23. The system of claim 22 wherein the first memory and the second memory further comprise instructions that when executed cause the system to perform the steps of:

displaying, by the technician device, a camera image, a wireframe image overlay, and the correction instructions;

sending, by the technician device to the server, a second set of position readings received in response to a second trigger input and a second distance between the in-store display and the technician device;

generating, by the server, an acknowledgement when the second set of position readings and the second distance is within a set of predefined tolerances; and,

sending, by the server to the technician device, the acknowledgment.

24. The system of claim 22 wherein the first memory and the second memory further comprise instructions that when executed cause the system to perform the steps of:

sending, by the technician device to the server, a serial number received from the in-store display;

sending, by the server to the technician device, a stocking wireframe image overlay of the in-store display;

displaying, by the technician device, the camera display, and the stocking wireframe image overlay.

25. A system for consumer engagement tracking with an in-store display, the system comprising:

a consumer device that is operatively connected to a network and includes a first memory and a first processor;

a server that is operatively connected to the consumer device by the network and includes a second memory and a second processor;

sending, by the consumer device to the server, a picture of the in-store display;

determining, by the server, a status of the in-store display based on the picture of the in-store display; and,

sending, by the server to the consumer device, an incentive based on the picture of the in-store display.

26. The system of claim 25 further comprising:

a display controller, operatively connected to the consumer device and the server by the network, including a third memory and a third processor;

displaying, by the consumer device, a request to access nearby wireless network devices, including the display controller;

sending, by the consumer device to the server, a serial number received from the display controller;

sending, by the server to the consumer device, an updated webpage that is based on the location of the consumer device, and the serial number.

27. The system of claim 25 wherein the first memory, the second memory, and the third memory further comprise instructions that when executed cause the system to perform the steps of:

sending, from the consumer device to the server, a request for a webpage using a uniform resource locator;

sending, by the server to the consumer device, the webpage generated in response to the request for the webpage;

displaying, by the consumer device, the webpage;

resolving, by the consumer device, a location of the consumer device in response to displaying the webpage; and,

sending, by the consumer device to the server, the location of the consumer device.

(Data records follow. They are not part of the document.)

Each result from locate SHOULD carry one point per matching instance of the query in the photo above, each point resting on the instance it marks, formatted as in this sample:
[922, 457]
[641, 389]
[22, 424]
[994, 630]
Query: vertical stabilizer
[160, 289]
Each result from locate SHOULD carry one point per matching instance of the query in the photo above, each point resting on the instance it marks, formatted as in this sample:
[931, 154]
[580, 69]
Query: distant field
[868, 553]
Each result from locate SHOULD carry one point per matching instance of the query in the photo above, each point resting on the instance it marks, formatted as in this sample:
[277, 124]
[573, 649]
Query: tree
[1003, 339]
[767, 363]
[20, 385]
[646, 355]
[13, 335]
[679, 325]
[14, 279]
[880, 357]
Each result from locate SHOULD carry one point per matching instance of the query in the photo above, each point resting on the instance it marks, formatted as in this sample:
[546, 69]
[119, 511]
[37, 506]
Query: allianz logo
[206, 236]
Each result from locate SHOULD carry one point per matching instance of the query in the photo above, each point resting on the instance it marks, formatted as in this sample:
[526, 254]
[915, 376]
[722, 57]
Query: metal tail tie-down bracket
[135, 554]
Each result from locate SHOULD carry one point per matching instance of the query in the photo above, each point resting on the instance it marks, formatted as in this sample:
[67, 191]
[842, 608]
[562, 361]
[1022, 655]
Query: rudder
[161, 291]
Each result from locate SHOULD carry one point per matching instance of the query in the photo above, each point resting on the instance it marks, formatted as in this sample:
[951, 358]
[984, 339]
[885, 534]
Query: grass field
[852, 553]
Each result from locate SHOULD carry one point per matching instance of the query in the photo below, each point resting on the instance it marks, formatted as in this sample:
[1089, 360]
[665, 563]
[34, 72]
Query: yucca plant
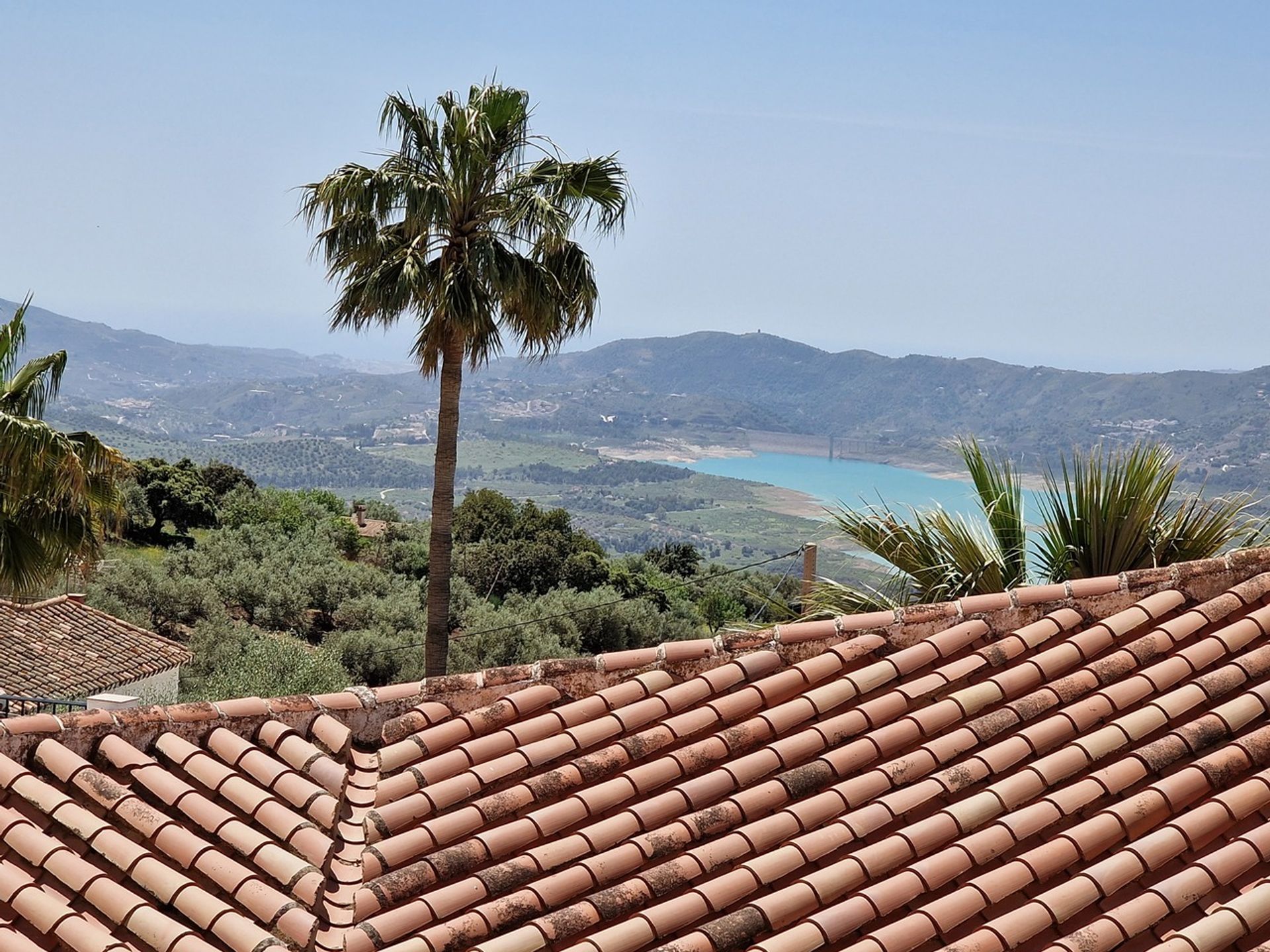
[1101, 514]
[1109, 512]
[60, 493]
[935, 555]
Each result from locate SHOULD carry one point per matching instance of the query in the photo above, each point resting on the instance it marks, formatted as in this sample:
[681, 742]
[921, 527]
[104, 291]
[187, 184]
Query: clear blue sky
[1075, 184]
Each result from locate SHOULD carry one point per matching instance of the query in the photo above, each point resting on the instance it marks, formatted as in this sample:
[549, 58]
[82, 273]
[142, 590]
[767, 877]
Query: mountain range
[705, 386]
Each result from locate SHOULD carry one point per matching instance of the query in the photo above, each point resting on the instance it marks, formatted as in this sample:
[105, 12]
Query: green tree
[468, 225]
[680, 559]
[222, 477]
[62, 494]
[175, 493]
[718, 608]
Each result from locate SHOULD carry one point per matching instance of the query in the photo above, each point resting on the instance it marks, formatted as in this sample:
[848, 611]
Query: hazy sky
[1075, 184]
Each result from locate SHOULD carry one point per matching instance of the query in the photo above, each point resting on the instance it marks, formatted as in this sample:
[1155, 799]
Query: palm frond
[1001, 498]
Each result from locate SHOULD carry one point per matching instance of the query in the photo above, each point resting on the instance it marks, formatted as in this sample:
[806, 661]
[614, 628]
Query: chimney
[112, 702]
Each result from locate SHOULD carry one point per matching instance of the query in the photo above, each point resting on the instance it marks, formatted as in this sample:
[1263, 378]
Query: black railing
[17, 705]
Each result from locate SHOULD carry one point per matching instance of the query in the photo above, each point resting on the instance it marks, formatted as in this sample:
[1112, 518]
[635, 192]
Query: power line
[603, 604]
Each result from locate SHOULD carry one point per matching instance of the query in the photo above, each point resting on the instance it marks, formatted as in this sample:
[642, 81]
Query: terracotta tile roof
[1067, 768]
[65, 649]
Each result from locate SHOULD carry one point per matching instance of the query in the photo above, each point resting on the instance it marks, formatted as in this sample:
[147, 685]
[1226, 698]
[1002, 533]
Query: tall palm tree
[468, 225]
[60, 493]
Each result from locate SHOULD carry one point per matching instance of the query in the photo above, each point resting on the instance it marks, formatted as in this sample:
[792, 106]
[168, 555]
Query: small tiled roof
[62, 648]
[1071, 768]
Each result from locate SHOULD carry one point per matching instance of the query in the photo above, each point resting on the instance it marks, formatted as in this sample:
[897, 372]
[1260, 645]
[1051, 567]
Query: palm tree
[60, 493]
[468, 225]
[1107, 513]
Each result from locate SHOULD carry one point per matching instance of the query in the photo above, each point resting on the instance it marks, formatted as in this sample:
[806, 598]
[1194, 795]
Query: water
[851, 480]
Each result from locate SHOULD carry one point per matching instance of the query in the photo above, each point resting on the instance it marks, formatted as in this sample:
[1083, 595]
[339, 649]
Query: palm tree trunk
[440, 542]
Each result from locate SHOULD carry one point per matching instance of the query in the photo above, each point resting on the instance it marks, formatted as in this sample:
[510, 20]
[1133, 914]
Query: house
[66, 651]
[1079, 767]
[367, 528]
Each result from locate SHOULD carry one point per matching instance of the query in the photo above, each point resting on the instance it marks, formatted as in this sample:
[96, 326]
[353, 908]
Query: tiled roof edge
[160, 640]
[1176, 575]
[691, 654]
[79, 604]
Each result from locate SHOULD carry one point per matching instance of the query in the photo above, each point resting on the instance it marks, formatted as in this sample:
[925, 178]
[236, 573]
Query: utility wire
[603, 604]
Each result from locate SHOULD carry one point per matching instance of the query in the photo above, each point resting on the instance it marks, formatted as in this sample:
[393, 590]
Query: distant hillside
[702, 387]
[1217, 419]
[111, 364]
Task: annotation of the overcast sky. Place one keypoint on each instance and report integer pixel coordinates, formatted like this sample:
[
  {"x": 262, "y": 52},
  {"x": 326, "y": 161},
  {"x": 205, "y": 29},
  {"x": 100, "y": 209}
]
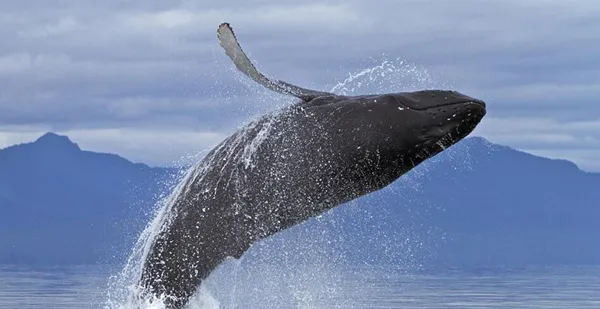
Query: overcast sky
[{"x": 148, "y": 80}]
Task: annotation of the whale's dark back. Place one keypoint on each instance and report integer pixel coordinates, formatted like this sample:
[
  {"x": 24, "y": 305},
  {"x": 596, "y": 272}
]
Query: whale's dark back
[{"x": 279, "y": 171}]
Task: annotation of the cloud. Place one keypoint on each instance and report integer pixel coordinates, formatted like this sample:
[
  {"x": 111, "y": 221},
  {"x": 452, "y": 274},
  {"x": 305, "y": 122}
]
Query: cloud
[{"x": 155, "y": 66}]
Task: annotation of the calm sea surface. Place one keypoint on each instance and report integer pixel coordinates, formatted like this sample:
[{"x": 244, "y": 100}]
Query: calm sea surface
[{"x": 555, "y": 287}]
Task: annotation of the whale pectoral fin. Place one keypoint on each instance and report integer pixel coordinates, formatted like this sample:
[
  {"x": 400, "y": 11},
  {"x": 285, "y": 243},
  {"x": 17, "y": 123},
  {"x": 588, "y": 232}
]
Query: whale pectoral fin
[{"x": 233, "y": 49}]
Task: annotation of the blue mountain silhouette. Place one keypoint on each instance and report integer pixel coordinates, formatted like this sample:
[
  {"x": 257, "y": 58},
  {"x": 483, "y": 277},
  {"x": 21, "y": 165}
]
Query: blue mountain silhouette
[{"x": 475, "y": 204}]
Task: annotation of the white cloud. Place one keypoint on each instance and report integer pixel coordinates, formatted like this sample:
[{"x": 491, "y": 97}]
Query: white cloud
[{"x": 134, "y": 67}]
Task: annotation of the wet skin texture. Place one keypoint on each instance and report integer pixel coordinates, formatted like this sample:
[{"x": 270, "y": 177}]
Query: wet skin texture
[{"x": 292, "y": 165}]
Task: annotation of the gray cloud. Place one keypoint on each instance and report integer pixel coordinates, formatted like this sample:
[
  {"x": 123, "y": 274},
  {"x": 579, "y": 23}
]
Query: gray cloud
[{"x": 100, "y": 67}]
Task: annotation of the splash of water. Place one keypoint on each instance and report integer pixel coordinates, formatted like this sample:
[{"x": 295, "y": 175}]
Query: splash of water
[{"x": 309, "y": 282}]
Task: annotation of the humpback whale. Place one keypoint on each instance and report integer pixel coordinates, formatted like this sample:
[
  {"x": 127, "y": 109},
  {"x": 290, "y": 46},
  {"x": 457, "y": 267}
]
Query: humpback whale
[{"x": 293, "y": 164}]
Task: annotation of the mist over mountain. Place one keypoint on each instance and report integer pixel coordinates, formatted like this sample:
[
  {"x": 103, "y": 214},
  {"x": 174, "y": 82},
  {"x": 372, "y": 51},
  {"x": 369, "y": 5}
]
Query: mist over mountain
[{"x": 475, "y": 204}]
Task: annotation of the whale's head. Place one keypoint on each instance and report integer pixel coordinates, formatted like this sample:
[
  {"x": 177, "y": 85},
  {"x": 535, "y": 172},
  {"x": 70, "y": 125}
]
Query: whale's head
[{"x": 396, "y": 132}]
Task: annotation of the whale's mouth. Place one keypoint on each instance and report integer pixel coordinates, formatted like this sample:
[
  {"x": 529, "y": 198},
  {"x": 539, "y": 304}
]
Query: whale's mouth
[{"x": 453, "y": 129}]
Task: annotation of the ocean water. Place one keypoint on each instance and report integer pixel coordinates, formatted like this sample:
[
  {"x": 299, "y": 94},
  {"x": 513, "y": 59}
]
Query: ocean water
[{"x": 84, "y": 287}]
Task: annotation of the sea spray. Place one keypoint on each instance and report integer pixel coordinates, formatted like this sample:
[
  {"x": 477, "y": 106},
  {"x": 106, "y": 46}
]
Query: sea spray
[{"x": 387, "y": 76}]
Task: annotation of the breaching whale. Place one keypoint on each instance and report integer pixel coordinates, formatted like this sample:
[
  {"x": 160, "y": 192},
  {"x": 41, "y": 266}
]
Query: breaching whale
[{"x": 291, "y": 165}]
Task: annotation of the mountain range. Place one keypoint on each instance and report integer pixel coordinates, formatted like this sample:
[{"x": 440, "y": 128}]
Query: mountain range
[{"x": 476, "y": 204}]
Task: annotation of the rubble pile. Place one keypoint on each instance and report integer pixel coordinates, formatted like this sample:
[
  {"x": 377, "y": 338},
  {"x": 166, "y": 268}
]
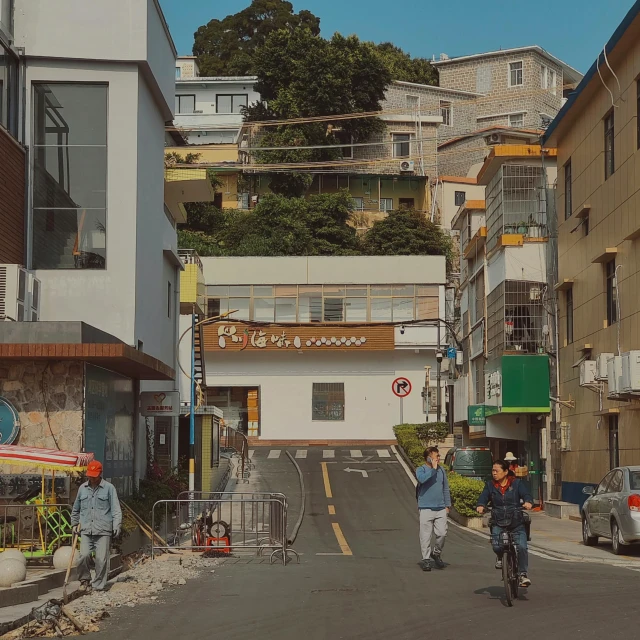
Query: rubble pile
[{"x": 139, "y": 585}]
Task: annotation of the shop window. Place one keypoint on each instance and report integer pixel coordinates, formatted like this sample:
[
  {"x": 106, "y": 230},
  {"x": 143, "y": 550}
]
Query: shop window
[{"x": 328, "y": 401}]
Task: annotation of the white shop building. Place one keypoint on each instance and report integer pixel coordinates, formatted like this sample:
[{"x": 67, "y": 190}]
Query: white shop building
[{"x": 315, "y": 344}]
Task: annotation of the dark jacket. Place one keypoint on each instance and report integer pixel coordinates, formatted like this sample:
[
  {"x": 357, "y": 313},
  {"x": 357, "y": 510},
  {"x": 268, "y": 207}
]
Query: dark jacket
[{"x": 505, "y": 507}]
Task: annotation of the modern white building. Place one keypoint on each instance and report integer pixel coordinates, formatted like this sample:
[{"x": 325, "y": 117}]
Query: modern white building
[
  {"x": 98, "y": 85},
  {"x": 314, "y": 344},
  {"x": 209, "y": 110}
]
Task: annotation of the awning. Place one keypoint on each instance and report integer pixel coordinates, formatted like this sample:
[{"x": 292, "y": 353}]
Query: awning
[{"x": 45, "y": 459}]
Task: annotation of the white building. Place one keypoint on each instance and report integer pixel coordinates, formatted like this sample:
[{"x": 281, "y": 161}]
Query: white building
[
  {"x": 210, "y": 109},
  {"x": 317, "y": 343},
  {"x": 98, "y": 84}
]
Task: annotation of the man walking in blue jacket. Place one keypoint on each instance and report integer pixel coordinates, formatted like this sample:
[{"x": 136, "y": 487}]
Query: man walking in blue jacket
[{"x": 434, "y": 501}]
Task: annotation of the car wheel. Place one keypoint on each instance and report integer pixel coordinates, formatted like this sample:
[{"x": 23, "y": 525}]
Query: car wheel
[
  {"x": 587, "y": 538},
  {"x": 615, "y": 538}
]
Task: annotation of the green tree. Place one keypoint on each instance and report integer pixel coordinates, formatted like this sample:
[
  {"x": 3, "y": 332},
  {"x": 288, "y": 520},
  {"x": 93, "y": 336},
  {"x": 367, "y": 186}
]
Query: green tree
[
  {"x": 227, "y": 47},
  {"x": 407, "y": 232},
  {"x": 403, "y": 67}
]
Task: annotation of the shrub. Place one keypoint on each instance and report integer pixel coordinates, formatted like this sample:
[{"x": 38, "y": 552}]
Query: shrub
[{"x": 464, "y": 491}]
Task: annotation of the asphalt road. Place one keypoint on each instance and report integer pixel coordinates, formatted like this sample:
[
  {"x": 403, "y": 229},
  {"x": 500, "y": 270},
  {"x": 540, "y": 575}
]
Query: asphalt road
[{"x": 379, "y": 591}]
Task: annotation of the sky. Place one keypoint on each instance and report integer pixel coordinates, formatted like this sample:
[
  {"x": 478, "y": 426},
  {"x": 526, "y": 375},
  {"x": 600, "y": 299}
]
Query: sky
[{"x": 573, "y": 30}]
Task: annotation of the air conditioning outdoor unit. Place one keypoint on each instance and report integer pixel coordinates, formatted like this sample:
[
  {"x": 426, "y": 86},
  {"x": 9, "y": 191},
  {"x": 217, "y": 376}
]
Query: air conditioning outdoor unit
[
  {"x": 614, "y": 375},
  {"x": 14, "y": 293},
  {"x": 407, "y": 166},
  {"x": 601, "y": 366},
  {"x": 587, "y": 372},
  {"x": 630, "y": 379}
]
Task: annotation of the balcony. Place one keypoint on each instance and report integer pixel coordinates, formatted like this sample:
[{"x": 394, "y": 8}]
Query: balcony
[
  {"x": 192, "y": 285},
  {"x": 516, "y": 205}
]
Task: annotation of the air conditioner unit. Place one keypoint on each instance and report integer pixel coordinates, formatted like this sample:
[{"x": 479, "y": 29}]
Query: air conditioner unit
[
  {"x": 630, "y": 379},
  {"x": 587, "y": 372},
  {"x": 601, "y": 366},
  {"x": 14, "y": 293},
  {"x": 407, "y": 166},
  {"x": 614, "y": 375}
]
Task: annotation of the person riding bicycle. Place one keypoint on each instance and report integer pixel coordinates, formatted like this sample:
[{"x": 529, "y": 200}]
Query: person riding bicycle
[{"x": 505, "y": 492}]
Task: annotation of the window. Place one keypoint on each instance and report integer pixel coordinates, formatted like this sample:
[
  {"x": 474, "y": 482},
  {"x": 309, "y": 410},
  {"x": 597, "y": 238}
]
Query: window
[
  {"x": 401, "y": 145},
  {"x": 609, "y": 161},
  {"x": 231, "y": 103},
  {"x": 446, "y": 113},
  {"x": 483, "y": 78},
  {"x": 69, "y": 225},
  {"x": 9, "y": 94},
  {"x": 614, "y": 446},
  {"x": 515, "y": 74},
  {"x": 612, "y": 293},
  {"x": 185, "y": 104},
  {"x": 548, "y": 79},
  {"x": 569, "y": 302},
  {"x": 568, "y": 205},
  {"x": 516, "y": 120},
  {"x": 328, "y": 401}
]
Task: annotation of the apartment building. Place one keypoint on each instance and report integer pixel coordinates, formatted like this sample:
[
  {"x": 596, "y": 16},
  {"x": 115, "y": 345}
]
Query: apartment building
[
  {"x": 598, "y": 200},
  {"x": 91, "y": 287},
  {"x": 501, "y": 400},
  {"x": 310, "y": 353}
]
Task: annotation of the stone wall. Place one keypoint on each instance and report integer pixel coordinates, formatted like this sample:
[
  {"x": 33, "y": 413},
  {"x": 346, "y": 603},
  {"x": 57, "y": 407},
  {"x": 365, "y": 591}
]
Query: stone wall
[{"x": 49, "y": 398}]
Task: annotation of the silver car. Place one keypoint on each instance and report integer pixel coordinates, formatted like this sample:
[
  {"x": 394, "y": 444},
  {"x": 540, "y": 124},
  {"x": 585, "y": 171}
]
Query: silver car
[{"x": 612, "y": 510}]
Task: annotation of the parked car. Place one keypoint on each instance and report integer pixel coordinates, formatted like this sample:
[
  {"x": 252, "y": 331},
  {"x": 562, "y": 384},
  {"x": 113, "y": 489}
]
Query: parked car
[
  {"x": 472, "y": 462},
  {"x": 612, "y": 510}
]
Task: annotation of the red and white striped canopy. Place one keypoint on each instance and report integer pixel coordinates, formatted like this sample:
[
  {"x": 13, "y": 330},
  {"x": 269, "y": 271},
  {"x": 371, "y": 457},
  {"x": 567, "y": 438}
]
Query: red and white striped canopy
[{"x": 51, "y": 459}]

28. The system of claim 26 wherein the first memory, the second memory, and the third memory further comprise instructions that when executed cause the system to perform the steps of:

sending, by the server to the consumer device, instructions and incentive offers for a set of displays that are within a predefined distance from the consumer device and that includes a display connected to the display controller;

receiving, by the consumer device, the serial number from the display controller connected to the in-store display;

resolving, by the consumer device, the serial number with the instructions and incentive offers to identify an incentive of the incentive offers that is associated with the in-store display connected to the display controller;

displaying, by the consumer device, the instructions and the incentive associated with the in-store display;

taking, by the consumer device, a picture of the in-store display that is connected to the display controller and associated with the incentive; and,

sending, by the consumer device to the server, a request for the incentive.